I LOVE this! I can so relate...

You need to get back to the school and make it clear - you need more tan the usual group orientation meeting. They need to be prepared for what they are going to get and to have all the possible resources in place ahead of time. You are trying to give them a heads' up and they would be wise to take full advantage of it.

Who suggested bipolar? Because it sounds to me that this boy has had problems from Day 1 (literally) and that doesn't seem to fit with bipolar as I understand it.

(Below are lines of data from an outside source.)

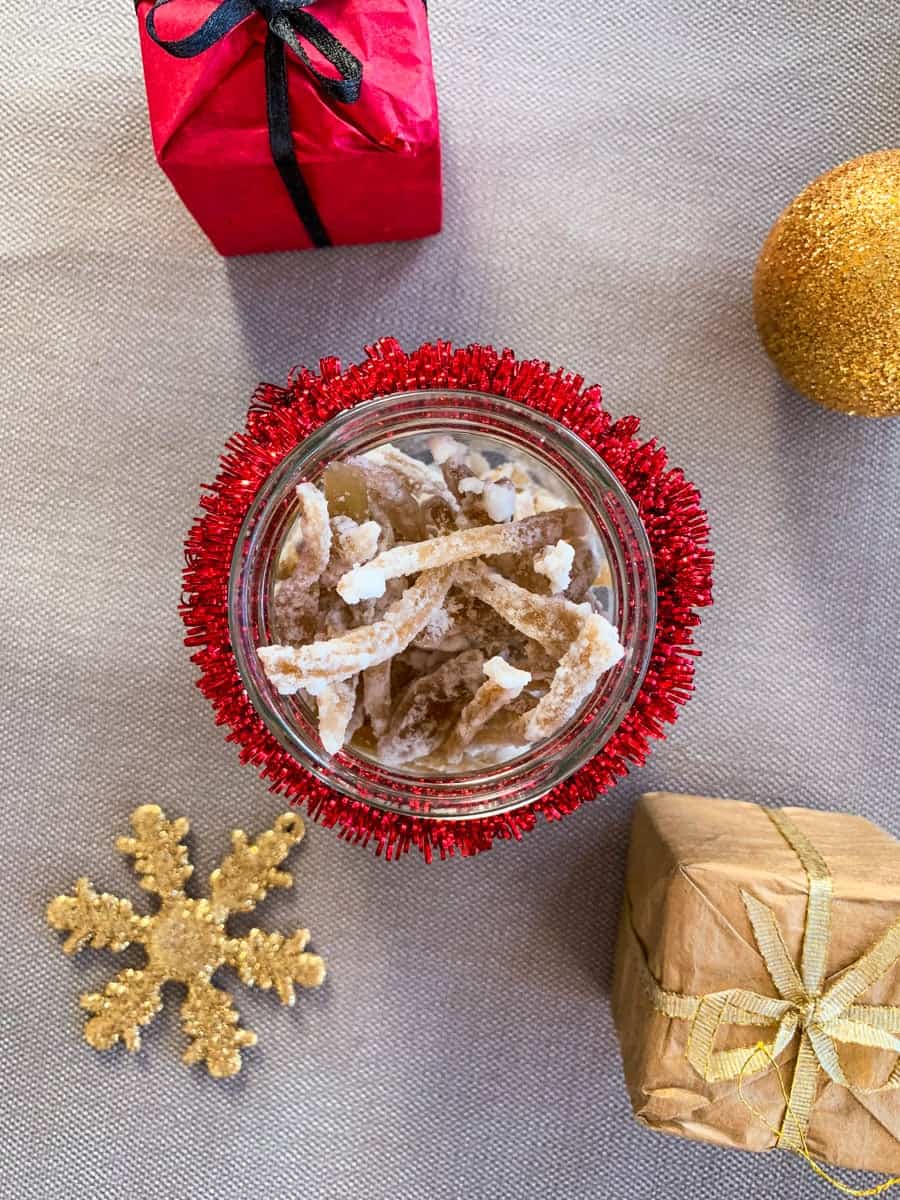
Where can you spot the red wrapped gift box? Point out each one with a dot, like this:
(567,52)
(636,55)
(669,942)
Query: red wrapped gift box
(289,124)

But Pervasive Developmental Disorder (PDD), now ... I can look back at difficult child 3's early days and see the Pervasive Developmental Disorder (PDD) signs there. He wasn't flapping his hands though. Instead, he was staring at the flicker of light through the leaves on the trees, it settled him down faster than anything else, except maybe the sound of bagpipes. Yes, bagpipes! We discovered he loved that sound when he was 6 weeks old and spent the day at a Highland Gathering with massed pipe bands. You can bet that I rapidly invested in a CD of bagpipe music and set it on the CD player on "repeat"! Unfortunately, the love of bagpipe music has not lasted sufficiently...

Some resources for now - have a look at the sticky at the top of this page on "The Explosive Child" by Ross Greene. It's a book that should help you a great deal. You can use it on your other son too, the methods work across the board.

Keep us posted on how you get on.

Marg
 

Loralyn

New Member
Your son sounds just like mine, who started Kindergarten this year. Week one: loved it. Week two: poked a little girl in the privates while playing chase & the principal called, week three: huge fist fight on the playground & called male yard duty mean names...on and on.

Advice given to us by a teacher friend was not to label him too early - so when I filled out the registration paperwork I wrote "leader, strong personality, confident, likes to be outdoors as much as possible, very physical, would do best with a very experienced and consistent teacher...etc."

My son's teacher has been teaching for 20 years -- she is amazing. After seeing him fight, push, etc she recommended him for the school therapist, who works with him both in a group and alone twice a week. They work on playing nicely, how to be a friend, respecting adults, how to win and lose at a board game (my son gets very angry if he isn't winning) etc.

So we let the school help us...and I never discussed my son't history except to say that "he has been this was since the day he was born." I will also say that the first parent teacher conference was painful, with the teacher saying how much medications help kids like my son and that he won't listen to the assistant teacher or any adult other than her. But it was good for us to get this feedback.

He is now saying he doesn't want to go to school, doesn't have any friends, etc and we are moving toward medication for him.

My son was kicked out of his preschools too - how mortifying is that!? I feel like we are blacklisted all over town over our five year old! Best of luck to you.